According to a report by California-based investment firm Pimco, a negative interest rate policy can do more harm than good:
It tends to depress the profitability of banks and impairs the banking system. Using negative rates means banks start earning less return on their assets and have to pay to lend. As profits decline, banks may issue fewer loans to businesses and households, or raise the interest rate they charge for those loans, which in turn weighs on economic growth.
In addition, negative rates create significant challenges for other parts of the financial system including the pension and insurance sectors, which offer nominal returns and minimum income guarantees in the future, but that is hard to deliver when interest rates are negative, as they don't generate enough yield.
Moreover, negative nominal rates may lead to more, not less, savings because of "money illusion." Economists referred to the concept when people have a tendency to view their wealth and income in nominal dollar terms, rather than recognize its real value, adjusted for inflation.
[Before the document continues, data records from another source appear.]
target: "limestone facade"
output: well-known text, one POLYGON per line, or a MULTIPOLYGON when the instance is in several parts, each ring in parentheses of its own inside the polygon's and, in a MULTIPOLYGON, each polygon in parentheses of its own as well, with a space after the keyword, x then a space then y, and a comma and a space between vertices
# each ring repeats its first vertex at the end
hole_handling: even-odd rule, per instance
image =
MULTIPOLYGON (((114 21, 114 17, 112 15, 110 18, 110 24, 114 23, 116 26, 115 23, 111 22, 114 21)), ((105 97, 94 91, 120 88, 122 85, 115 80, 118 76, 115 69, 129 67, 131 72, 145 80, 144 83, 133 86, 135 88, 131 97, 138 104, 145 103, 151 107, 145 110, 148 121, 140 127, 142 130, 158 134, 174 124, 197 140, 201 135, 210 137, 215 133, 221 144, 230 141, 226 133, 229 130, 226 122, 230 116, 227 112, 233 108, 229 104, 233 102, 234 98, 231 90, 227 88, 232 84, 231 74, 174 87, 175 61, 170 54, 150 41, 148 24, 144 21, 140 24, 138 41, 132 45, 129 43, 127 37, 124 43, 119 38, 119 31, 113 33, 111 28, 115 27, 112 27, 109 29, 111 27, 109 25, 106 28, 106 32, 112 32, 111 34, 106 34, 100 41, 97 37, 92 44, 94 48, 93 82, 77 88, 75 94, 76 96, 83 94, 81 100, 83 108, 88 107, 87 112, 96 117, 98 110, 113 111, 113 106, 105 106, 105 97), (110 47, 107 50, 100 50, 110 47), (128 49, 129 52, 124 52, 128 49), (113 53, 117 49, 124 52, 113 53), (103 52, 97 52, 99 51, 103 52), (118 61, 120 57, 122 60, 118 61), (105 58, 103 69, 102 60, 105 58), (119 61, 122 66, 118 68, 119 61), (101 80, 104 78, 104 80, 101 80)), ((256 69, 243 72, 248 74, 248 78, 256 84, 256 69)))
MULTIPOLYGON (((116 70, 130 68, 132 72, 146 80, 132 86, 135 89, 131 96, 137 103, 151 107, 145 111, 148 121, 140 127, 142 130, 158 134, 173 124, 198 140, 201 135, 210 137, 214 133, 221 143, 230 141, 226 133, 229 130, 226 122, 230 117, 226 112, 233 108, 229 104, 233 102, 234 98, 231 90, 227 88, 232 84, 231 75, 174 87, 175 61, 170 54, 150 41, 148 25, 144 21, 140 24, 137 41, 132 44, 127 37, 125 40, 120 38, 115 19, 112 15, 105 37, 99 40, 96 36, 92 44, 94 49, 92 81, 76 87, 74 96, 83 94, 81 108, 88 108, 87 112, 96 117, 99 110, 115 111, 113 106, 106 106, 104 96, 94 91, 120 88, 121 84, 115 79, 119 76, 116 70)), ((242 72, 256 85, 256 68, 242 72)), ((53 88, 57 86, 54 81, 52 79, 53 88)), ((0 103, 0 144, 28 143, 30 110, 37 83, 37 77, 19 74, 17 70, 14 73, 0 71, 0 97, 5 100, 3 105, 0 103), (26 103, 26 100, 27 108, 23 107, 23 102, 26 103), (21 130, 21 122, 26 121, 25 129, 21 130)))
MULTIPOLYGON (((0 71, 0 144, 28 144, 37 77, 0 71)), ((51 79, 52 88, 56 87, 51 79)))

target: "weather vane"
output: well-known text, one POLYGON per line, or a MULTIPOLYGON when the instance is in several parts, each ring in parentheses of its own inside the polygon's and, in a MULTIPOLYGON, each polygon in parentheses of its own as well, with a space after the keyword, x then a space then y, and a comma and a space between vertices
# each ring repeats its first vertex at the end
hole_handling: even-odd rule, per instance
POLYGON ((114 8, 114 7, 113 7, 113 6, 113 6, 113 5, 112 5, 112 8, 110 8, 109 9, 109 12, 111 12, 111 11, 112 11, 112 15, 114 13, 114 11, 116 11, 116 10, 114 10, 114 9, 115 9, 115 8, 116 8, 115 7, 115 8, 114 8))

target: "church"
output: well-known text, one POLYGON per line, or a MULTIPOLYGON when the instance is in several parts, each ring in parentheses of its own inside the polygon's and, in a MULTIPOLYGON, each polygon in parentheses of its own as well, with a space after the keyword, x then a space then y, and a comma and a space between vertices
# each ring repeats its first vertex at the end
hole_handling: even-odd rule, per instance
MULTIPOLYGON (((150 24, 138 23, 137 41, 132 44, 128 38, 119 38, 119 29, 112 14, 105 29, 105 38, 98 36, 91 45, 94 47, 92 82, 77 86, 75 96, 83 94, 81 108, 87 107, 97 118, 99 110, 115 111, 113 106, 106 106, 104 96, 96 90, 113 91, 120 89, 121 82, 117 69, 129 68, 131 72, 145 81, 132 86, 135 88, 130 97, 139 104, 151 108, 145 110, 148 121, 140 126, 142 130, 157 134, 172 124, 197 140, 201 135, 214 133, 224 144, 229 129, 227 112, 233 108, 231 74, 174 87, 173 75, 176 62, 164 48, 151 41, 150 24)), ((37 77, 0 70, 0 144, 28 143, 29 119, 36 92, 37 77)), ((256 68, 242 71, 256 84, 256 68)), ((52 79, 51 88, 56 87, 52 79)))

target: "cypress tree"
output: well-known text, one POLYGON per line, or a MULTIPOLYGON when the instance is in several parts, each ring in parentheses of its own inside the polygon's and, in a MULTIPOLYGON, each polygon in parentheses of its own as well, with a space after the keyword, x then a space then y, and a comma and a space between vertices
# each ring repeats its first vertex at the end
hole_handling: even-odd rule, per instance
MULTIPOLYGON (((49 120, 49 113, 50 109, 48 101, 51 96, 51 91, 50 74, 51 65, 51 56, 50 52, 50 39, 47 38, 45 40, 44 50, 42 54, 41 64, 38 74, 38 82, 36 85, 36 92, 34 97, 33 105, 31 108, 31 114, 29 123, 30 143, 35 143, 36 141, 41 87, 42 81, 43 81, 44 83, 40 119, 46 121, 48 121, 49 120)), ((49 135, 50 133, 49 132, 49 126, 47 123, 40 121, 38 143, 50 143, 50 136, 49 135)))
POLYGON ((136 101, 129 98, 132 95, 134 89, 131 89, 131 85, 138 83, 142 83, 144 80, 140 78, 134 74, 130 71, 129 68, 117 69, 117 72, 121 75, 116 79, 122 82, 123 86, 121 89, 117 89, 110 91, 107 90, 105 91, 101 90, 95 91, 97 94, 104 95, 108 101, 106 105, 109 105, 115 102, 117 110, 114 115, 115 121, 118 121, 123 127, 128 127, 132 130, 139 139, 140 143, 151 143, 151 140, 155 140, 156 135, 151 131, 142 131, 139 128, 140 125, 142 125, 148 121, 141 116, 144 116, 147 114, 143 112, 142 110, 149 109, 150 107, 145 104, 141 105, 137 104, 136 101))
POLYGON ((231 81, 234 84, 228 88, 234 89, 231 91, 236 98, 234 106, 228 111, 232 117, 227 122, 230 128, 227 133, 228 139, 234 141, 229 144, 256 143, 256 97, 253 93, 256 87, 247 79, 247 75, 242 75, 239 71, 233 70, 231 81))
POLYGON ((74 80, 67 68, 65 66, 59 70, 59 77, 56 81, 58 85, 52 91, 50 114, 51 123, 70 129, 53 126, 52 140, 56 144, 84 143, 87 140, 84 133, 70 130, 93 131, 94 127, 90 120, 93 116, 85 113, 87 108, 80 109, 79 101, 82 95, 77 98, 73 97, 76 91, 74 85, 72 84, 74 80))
While "money illusion" may hold for rate cuts in a positive rate environment too, the effects are likely magnified under the zero line.
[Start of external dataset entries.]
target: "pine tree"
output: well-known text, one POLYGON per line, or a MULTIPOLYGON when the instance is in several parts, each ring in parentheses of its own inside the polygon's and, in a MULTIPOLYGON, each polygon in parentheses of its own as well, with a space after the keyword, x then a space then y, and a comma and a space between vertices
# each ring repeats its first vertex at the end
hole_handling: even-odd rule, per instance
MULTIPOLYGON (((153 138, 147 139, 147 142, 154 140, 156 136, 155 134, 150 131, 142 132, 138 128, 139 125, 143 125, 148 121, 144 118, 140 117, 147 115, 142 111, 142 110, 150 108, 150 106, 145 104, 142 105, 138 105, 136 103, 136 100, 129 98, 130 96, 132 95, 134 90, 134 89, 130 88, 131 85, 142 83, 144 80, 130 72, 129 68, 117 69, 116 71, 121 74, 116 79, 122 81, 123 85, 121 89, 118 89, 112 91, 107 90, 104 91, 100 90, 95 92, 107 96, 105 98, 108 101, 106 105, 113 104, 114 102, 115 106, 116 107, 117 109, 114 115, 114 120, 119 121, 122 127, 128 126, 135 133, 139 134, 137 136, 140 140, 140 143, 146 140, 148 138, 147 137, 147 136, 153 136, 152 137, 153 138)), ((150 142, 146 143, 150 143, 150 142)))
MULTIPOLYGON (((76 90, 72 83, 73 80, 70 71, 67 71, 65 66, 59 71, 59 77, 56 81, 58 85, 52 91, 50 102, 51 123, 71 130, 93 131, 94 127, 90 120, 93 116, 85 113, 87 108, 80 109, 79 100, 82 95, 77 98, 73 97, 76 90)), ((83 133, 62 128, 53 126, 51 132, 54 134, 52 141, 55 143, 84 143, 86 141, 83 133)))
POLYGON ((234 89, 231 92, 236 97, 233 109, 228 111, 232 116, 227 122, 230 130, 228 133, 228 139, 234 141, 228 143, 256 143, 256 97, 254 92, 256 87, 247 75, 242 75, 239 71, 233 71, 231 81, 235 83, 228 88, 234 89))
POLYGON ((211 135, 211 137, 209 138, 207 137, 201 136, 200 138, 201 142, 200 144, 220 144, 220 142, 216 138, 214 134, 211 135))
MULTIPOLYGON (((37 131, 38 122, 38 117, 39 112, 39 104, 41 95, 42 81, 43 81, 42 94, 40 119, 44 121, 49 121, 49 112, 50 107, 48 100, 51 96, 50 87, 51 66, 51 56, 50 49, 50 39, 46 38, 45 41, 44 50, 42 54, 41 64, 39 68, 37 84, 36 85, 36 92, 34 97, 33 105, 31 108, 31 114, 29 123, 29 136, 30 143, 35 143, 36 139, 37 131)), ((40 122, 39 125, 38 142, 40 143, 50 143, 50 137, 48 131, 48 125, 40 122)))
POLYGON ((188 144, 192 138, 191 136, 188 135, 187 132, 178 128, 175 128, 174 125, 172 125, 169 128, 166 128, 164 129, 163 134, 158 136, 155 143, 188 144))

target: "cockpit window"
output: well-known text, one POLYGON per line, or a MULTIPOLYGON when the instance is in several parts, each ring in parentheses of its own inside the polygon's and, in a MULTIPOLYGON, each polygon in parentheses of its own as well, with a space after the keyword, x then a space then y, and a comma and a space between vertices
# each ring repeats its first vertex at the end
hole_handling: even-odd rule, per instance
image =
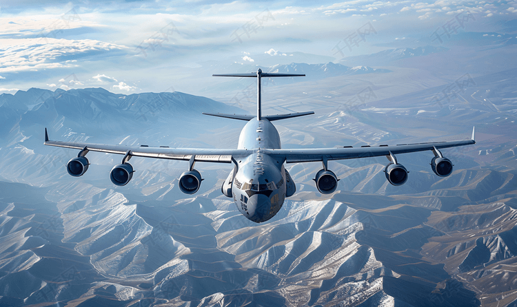
POLYGON ((234 180, 234 184, 237 189, 242 189, 243 191, 251 190, 258 192, 261 191, 273 191, 276 189, 276 184, 275 184, 274 182, 268 182, 263 184, 252 182, 242 183, 239 181, 237 178, 235 178, 235 180, 234 180))

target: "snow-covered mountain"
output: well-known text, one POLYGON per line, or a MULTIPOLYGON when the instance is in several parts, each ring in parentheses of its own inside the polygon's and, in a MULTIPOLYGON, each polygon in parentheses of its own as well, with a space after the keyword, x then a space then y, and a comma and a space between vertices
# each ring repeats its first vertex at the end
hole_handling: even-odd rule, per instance
POLYGON ((347 56, 339 60, 339 63, 344 65, 354 65, 362 63, 372 66, 392 66, 394 62, 404 59, 416 56, 424 56, 435 53, 445 52, 448 48, 440 46, 427 45, 415 48, 404 47, 388 49, 372 54, 347 56))
POLYGON ((43 145, 46 127, 59 140, 235 147, 244 123, 201 112, 245 110, 179 92, 0 96, 0 306, 515 304, 515 71, 472 76, 439 105, 447 84, 402 93, 389 87, 398 75, 370 74, 375 99, 349 112, 346 93, 365 85, 333 74, 343 67, 277 67, 321 76, 268 88, 267 112, 316 110, 275 122, 284 147, 425 142, 474 124, 478 144, 443 150, 455 164, 445 178, 432 153, 401 155, 410 173, 400 187, 385 158, 333 161, 339 191, 328 197, 312 180, 321 164, 287 165, 297 193, 256 224, 221 194, 231 166, 196 164, 205 180, 186 195, 176 187, 186 162, 133 158, 132 180, 116 187, 108 173, 121 156, 88 154, 76 178, 65 165, 77 151, 43 145))

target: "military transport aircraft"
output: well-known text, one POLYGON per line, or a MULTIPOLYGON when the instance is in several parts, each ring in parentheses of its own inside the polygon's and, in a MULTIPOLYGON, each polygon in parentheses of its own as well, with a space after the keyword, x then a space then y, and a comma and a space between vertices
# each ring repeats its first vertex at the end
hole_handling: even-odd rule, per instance
POLYGON ((323 168, 314 179, 316 187, 323 194, 332 193, 338 186, 338 177, 328 169, 328 161, 385 156, 389 162, 385 169, 386 179, 395 186, 403 184, 407 180, 407 170, 397 162, 395 155, 429 150, 434 154, 431 167, 437 176, 446 177, 452 172, 452 162, 444 157, 439 149, 475 144, 474 129, 470 140, 432 142, 418 144, 403 144, 396 146, 381 145, 378 147, 361 146, 341 148, 311 148, 283 149, 280 136, 271 123, 305 115, 306 112, 279 115, 262 115, 261 78, 304 76, 305 74, 263 72, 258 69, 250 74, 214 74, 214 76, 252 77, 257 78, 256 115, 207 114, 247 120, 239 138, 236 149, 150 147, 145 145, 125 146, 97 145, 81 142, 49 140, 45 129, 45 145, 80 149, 77 158, 71 159, 66 169, 72 176, 83 176, 90 162, 85 155, 88 151, 100 151, 123 155, 121 164, 110 172, 110 178, 116 185, 127 184, 133 176, 133 167, 128 163, 133 157, 157 158, 183 160, 189 162, 188 170, 179 178, 178 186, 187 194, 196 193, 203 180, 199 171, 194 168, 197 161, 233 163, 234 168, 223 183, 223 194, 233 198, 239 211, 256 222, 265 222, 274 217, 282 207, 285 198, 292 195, 296 186, 285 163, 321 161, 323 168))

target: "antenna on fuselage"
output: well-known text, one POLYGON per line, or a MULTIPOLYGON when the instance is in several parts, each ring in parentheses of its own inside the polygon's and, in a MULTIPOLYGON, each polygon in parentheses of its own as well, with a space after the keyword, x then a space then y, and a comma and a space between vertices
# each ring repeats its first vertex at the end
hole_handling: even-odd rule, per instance
POLYGON ((262 82, 263 77, 272 78, 279 76, 305 76, 305 74, 279 74, 277 72, 262 72, 258 68, 256 72, 250 74, 212 74, 212 76, 234 76, 256 78, 256 119, 262 120, 262 82))

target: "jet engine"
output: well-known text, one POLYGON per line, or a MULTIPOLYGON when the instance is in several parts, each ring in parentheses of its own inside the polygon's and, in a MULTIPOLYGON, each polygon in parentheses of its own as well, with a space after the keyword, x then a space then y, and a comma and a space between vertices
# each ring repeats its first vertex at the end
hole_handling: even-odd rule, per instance
POLYGON ((403 165, 390 162, 384 170, 386 179, 394 186, 404 184, 407 181, 407 170, 403 165))
POLYGON ((316 187, 322 194, 330 194, 338 187, 338 179, 332 171, 320 169, 313 179, 316 182, 316 187))
POLYGON ((447 177, 452 173, 452 162, 443 157, 434 157, 431 160, 431 168, 440 177, 447 177))
POLYGON ((179 189, 185 194, 194 194, 199 189, 201 186, 201 174, 192 169, 192 171, 187 171, 181 174, 179 178, 179 189))
POLYGON ((66 164, 66 170, 71 176, 79 177, 86 173, 86 171, 88 170, 88 165, 90 165, 90 162, 86 157, 74 158, 66 164))
POLYGON ((122 163, 113 167, 110 171, 110 179, 114 184, 119 187, 127 184, 133 178, 133 167, 129 163, 122 163))

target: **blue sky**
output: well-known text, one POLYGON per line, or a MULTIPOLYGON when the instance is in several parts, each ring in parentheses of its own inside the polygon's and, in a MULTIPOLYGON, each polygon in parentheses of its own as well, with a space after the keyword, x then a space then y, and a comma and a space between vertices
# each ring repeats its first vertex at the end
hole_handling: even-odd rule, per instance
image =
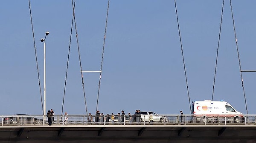
MULTIPOLYGON (((222 0, 177 0, 191 101, 212 98, 222 0)), ((48 110, 61 114, 72 20, 71 0, 31 0, 43 91, 46 41, 48 110)), ((255 70, 254 0, 232 0, 242 70, 255 70)), ((41 115, 28 0, 0 6, 0 114, 41 115)), ((108 0, 77 0, 75 9, 83 70, 99 70, 108 0)), ((74 27, 64 112, 86 114, 74 27)), ((255 73, 242 73, 249 114, 255 114, 255 73)), ((95 114, 98 73, 84 73, 88 112, 95 114)), ((229 0, 225 0, 214 100, 246 113, 229 0)), ((104 114, 136 109, 189 114, 173 0, 110 1, 98 109, 104 114)))

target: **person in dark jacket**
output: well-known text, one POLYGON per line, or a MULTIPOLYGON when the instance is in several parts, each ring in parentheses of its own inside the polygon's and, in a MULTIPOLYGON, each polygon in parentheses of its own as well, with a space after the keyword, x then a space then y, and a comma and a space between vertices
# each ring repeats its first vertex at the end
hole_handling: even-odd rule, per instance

Will negative interest rates ben ween in the U.S.?
U.S. President Donald Trump hailed negative rates, calling them a "gift" in a Twitter post. His push for rates below zero excited some people who believe it will be a boost for the staggering U.S. economy, which is facing skyrocketing unemployment and plunging spending due to the COVID-19 pandemic.
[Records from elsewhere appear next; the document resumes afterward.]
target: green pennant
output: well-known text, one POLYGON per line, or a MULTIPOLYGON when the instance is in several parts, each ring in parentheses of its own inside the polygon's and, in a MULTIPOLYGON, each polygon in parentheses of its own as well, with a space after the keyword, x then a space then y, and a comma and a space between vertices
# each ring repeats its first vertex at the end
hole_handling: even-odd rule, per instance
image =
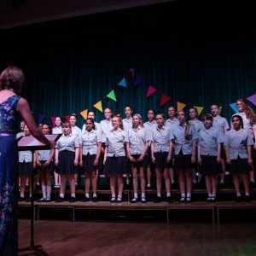
POLYGON ((112 90, 106 96, 106 97, 108 97, 108 98, 109 98, 109 99, 111 99, 111 100, 113 100, 113 101, 114 101, 114 102, 117 102, 113 90, 112 90))

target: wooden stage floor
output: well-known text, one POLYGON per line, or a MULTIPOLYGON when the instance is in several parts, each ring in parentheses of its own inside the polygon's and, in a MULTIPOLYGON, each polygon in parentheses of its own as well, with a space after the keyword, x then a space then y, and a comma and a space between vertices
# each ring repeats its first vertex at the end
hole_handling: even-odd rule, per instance
MULTIPOLYGON (((256 255, 256 223, 35 222, 35 245, 50 256, 256 255)), ((30 220, 19 220, 19 247, 30 245, 30 220)), ((36 255, 29 252, 19 256, 36 255)))

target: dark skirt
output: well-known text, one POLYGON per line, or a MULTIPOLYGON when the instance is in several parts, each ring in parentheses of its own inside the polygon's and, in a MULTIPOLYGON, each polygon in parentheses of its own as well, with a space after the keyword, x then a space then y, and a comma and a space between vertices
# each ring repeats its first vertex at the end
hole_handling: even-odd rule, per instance
POLYGON ((61 175, 78 174, 79 168, 74 166, 75 153, 68 150, 59 153, 59 164, 56 172, 61 175))
POLYGON ((218 175, 221 174, 221 164, 218 164, 217 156, 212 155, 201 155, 201 166, 200 166, 200 173, 204 175, 218 175))
POLYGON ((19 173, 20 176, 32 175, 33 173, 32 162, 26 163, 24 161, 23 163, 19 163, 19 173))
POLYGON ((132 167, 139 168, 141 166, 147 167, 148 166, 149 160, 148 160, 148 155, 145 154, 143 161, 138 161, 137 160, 140 158, 141 154, 131 154, 131 156, 137 160, 136 162, 130 161, 130 164, 132 167))
POLYGON ((108 156, 104 171, 109 175, 125 174, 127 172, 126 156, 108 156))
POLYGON ((38 166, 38 172, 51 172, 54 170, 54 164, 53 161, 50 161, 49 165, 46 167, 44 167, 44 164, 46 161, 40 161, 41 166, 38 166))
POLYGON ((178 154, 174 154, 174 166, 177 169, 192 169, 191 164, 192 154, 183 154, 183 150, 180 149, 178 154))
POLYGON ((0 255, 18 254, 18 148, 15 136, 0 135, 0 255))
POLYGON ((240 156, 236 160, 231 160, 230 172, 231 173, 245 173, 252 171, 252 167, 248 165, 248 159, 241 159, 240 156))
POLYGON ((155 158, 155 168, 171 168, 172 167, 172 160, 170 163, 166 163, 168 157, 168 152, 155 152, 154 156, 155 158))
POLYGON ((92 172, 95 171, 98 168, 102 168, 102 160, 100 156, 99 158, 99 162, 96 166, 93 165, 95 160, 96 160, 96 154, 90 154, 87 153, 86 155, 83 154, 83 169, 85 172, 92 172))

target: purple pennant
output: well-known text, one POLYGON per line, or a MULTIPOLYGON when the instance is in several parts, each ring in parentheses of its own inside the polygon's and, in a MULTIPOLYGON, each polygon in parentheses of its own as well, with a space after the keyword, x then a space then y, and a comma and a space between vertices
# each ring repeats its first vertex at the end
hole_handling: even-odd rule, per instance
POLYGON ((140 75, 138 75, 136 78, 136 80, 135 80, 135 83, 134 83, 134 86, 138 85, 138 84, 143 83, 143 81, 144 81, 144 79, 140 75))
POLYGON ((254 106, 256 106, 256 93, 251 95, 250 96, 247 97, 247 99, 251 102, 254 106))

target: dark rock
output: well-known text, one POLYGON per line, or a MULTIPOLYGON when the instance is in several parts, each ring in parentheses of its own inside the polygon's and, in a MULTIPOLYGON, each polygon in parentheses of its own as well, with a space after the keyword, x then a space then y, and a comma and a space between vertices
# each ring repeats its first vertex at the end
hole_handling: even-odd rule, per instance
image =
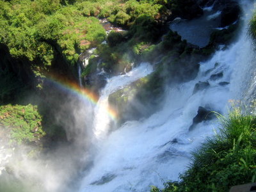
POLYGON ((225 82, 225 81, 219 83, 219 84, 220 86, 225 86, 228 84, 229 84, 229 82, 225 82))
POLYGON ((199 81, 195 85, 194 90, 193 91, 193 93, 195 94, 198 91, 201 91, 202 90, 206 89, 210 86, 210 83, 208 81, 206 82, 201 82, 199 81))
POLYGON ((187 44, 187 47, 191 48, 191 49, 200 49, 200 47, 198 45, 196 45, 189 44, 189 43, 187 44))
POLYGON ((200 106, 197 111, 197 115, 193 118, 193 124, 189 127, 189 130, 192 131, 198 124, 203 121, 210 120, 216 118, 214 113, 211 113, 211 111, 212 111, 209 109, 200 106))
POLYGON ((221 78, 223 76, 223 72, 221 72, 220 73, 213 74, 211 76, 210 80, 216 81, 218 79, 221 78))
POLYGON ((215 1, 215 0, 197 0, 197 3, 201 6, 210 6, 215 1))
POLYGON ((241 9, 238 3, 230 1, 225 4, 221 14, 221 27, 229 26, 238 20, 241 9))
POLYGON ((106 175, 102 176, 100 179, 94 181, 91 183, 91 185, 96 185, 96 186, 101 186, 109 182, 111 182, 113 180, 116 175, 114 174, 107 174, 106 175))
MULTIPOLYGON (((203 10, 195 0, 177 1, 171 8, 172 15, 192 19, 204 14, 203 10)), ((174 18, 173 18, 174 19, 174 18)))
Innes thinks with sufficient ammunition left in its policy chest, the U.S. can just continue to print money in this environment, supporting the dead loans, in other words, going deeper into QE (quantitative easing).
"I think the United States, it is actually quite necessary for them to adopt whatever they have got. Six months ago it was not necessary, because the economy was pretty strong, but no one, I mean actually no one, actually expected the United States would be like what we are seeing today under the pressure of the coronavirus," Chen said.
The United States will not adopt negative rates in the short term, said Hu Yifan, regional CIO and chief China economist at UBS Wealth Management. "I think for the Fed, it will more aggressively purchase assets in the market."
In a recent interview with "60 Minutes" on CBS, Fed Chairman Jerome Powell reiterated his view of following other central banks in forcing rates into negative territory. "Negative interest rates is probably not an appropriate or useful policy for us here in the United States," he said.
Not necessary for China to enter negative territory
"It is not necessary for China to do that. When the economy is actually back on line, you actually reserve the bullets for the next economic crisis. The PMI is rising above 50. People are confident about the economy. It is not necessary at all for the PBOC [People's Bank of China] to do anything that the Fed should be doing right now," said Chen.
Hu echoed Chen's thought, saying the PBOC also has other tools in China that are very effective, such as the RRR [reserve requirement ratio] cut. She also mentioned China's recent lending facility of 400 billion yuan for SMEs. "They're actually benefiting from that, because they're picking up a lot of capital inflows and their economy rebounded quite quickly," she said.
"The bond markets are doing very well, they do not have to panic by reducing interest rates dramatically," Innes said. "Global markets are very much mapping to China's policies right now."